Alzheimer/Velhice

terça-feira, 22 de novembro de 2011

Levanta povo indígena! Levanta povo de luta!


A investida contra as comunidades indígenas está recomeçando com bastante violência no Brasil. Recentes acontecimentos como a completa indiferença do governo diante da luta das comunidades atingidas por Belo Monte ou a destruição do Santuário dos Pajés na região de Brasília mostram que a fúria dos grandes empreendimentos pretende passar o rodo sobre qualquer obstáculo que se interponha entre seu desejo de lucro. Essa não é uma atitude nova, mas, agora, parece que está tomando maior furor, como o que se registrou em Mato Grosso, com o assassinato e o sequestro do corpo do cacique Nísio Gomes, da comunidade Guarani.

Desde a invasão de Pindorama que os indígenas vêm sendo dizimados. Como os que habitavam essas terras não estavam organizados em cidades ou civilizações, como foi o caso dos Maias, Astecas e Incas, ficou bem mais fácil atuar na lógica do genocídio. Toda e qualquer comunidade que estivesse no caminho dos “colonizadores”, era imediatamente passada pelo fogo dos arcabuzes, uma vez que não se rendiam à escravidão. Isso foi sistemático até o início do século XX. Os primeiros assassinos de índios foram os bandeirantes, que eram as tropas mercenárias da ocupação, depois, com a chegada dos imigrantes, eles mesmos foram autorizados a darem cabo nos “selvagens” que atrapalhavam a instalação das cidades e do progresso. Foi só no século XX que o Brasil iniciou uma nova política indigenista, comandada pelo Marechal Rondon, que tinha como diretriz, dominar sem matar. A proposta das incursões comandadas por Rondon era a de estabelecer a paz, integrar o índio à sociedade brasileira e abrir ainda mais as fronteiras.
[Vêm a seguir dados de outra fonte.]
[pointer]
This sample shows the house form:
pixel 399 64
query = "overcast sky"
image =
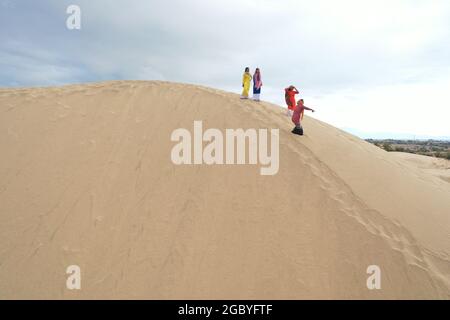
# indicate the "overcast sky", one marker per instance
pixel 373 66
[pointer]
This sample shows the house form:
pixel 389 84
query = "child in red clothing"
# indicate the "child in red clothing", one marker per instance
pixel 289 95
pixel 297 115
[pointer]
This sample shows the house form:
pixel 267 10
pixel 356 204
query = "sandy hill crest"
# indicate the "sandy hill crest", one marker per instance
pixel 86 179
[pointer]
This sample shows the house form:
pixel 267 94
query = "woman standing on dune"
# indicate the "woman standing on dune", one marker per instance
pixel 289 95
pixel 257 84
pixel 246 78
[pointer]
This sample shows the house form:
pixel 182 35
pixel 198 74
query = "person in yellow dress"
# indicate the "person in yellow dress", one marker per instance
pixel 246 79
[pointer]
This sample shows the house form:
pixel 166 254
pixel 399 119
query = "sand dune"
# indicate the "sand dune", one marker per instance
pixel 86 179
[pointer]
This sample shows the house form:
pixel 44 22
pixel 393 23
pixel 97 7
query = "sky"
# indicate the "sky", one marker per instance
pixel 374 68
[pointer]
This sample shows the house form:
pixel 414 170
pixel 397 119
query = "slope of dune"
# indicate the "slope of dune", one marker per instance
pixel 437 167
pixel 86 179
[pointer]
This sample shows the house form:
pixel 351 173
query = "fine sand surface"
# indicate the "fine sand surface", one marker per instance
pixel 86 179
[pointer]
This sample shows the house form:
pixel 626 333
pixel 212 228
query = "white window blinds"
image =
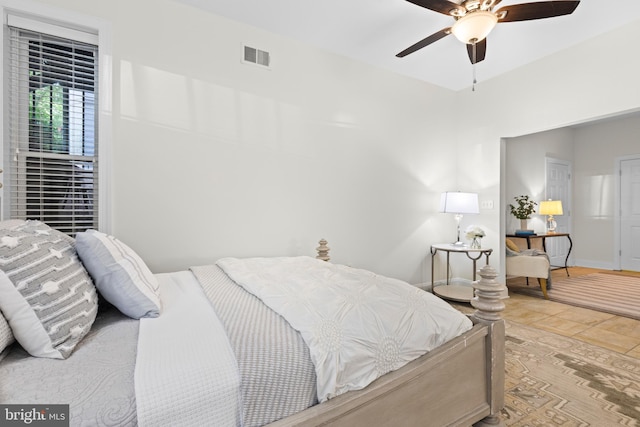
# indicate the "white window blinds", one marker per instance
pixel 52 100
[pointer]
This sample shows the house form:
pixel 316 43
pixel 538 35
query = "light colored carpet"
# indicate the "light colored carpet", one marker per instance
pixel 552 380
pixel 609 293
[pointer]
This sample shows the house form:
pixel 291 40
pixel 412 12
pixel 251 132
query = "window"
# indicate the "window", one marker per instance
pixel 53 160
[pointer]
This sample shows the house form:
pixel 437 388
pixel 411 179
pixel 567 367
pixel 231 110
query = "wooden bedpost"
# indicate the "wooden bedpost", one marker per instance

Inegavelmente a obra de Rondon foi um avanço diante do extermínio sistemático, mas ainda assim, a lógica de confinamento em reservas ou a absorção dos indivíduos numa sociedade racista e excludente não se constituiu a melhor solução. Até porque, todo o debate sobre onde deveriam ficar os indígenas não respeitou a ocupação original e muitos foram desterrados de seus lugares de origem, ocasionando a perda de parte de sua cultura e identidade.

Hoje, os indígenas brasileiros seguem lutando pelo direito básico a terra. Grande parte das comunidades não tem seus territórios demarcados e as pessoas vivem praticamente como prisioneiras em campos de concentração, tuteladas pelo governo que pouco lhes dá. Tudo isso tem levado os povos indígenas a longas batalhas para recuperar seu território, sua cultura e sua forma de organizar a vida. No geral, a luta não consegue ultrapassar a busca do prosaico direito de comer, tamanha é a indigência das políticas governamentais diante do tema.

Não bastasse todo esse processo de tutelagem/abandono que, na prática, acaba segregando, as comunidades ainda cometem o terrível “crime” de viverem sobre terras muito ricas, o que os torna presas sistemáticas dos grandes projetos nacionais públicos ou privados de “desenvolvimento”. Hoje, no Brasil, são 546 áreas indígenas que congregam mais de 330 mil almas, num total de 170 línguas. A maioria vive enredada em conflitos causados por especuladores, pistoleiros, jagunços. A tenebrosa batalha pela demarcação da Raposa Terra do Sol é um exemplo concreto de como a nação vê a demanda indígena pela terra. Com declarações estúpidas como: “para quê índio precisa de tanta terra?”, os empresários e fazendeiros de rapina vêm lutando para barrar essa vitória. E assim, sucessivamente acontece em todos os espaços onde vivem os indígenas.

No Mato Grosso do Sul não é diferente. Lá vivem atualmente mais de 28 mil índios de 38 etnias, com indícios de mais nove povos ainda não contatados. Segundo Flávio Machado, coordenador regional do Cimi, ali se concentra a segunda maior população indígena do país e a que vive em pior situação, uma vez que 98% dela está confinada em pequenas reservas que representam apenas 0,2 do território estadual. Toda essa gente vive acossada pela especulação imobiliária, pelos fazendeiros, pelos grandes empreendimentos. A morte do cacique Nísio era mais uma dessas mortes anunciadas que acontecem todos os dias no âmbito da luta pela terra. Porque ele era um lutador, assim como toda sua gente. O Mato Grosso do Sul é um estado que está na linha do desejo do agronegócio e tem as terras mais produtivas do país. Para aquele estado estão planejadas 30 novas usinas de açúcar e álcool, daí a cobiça dos fazendeiros que querem apostar na monocultura sem risco.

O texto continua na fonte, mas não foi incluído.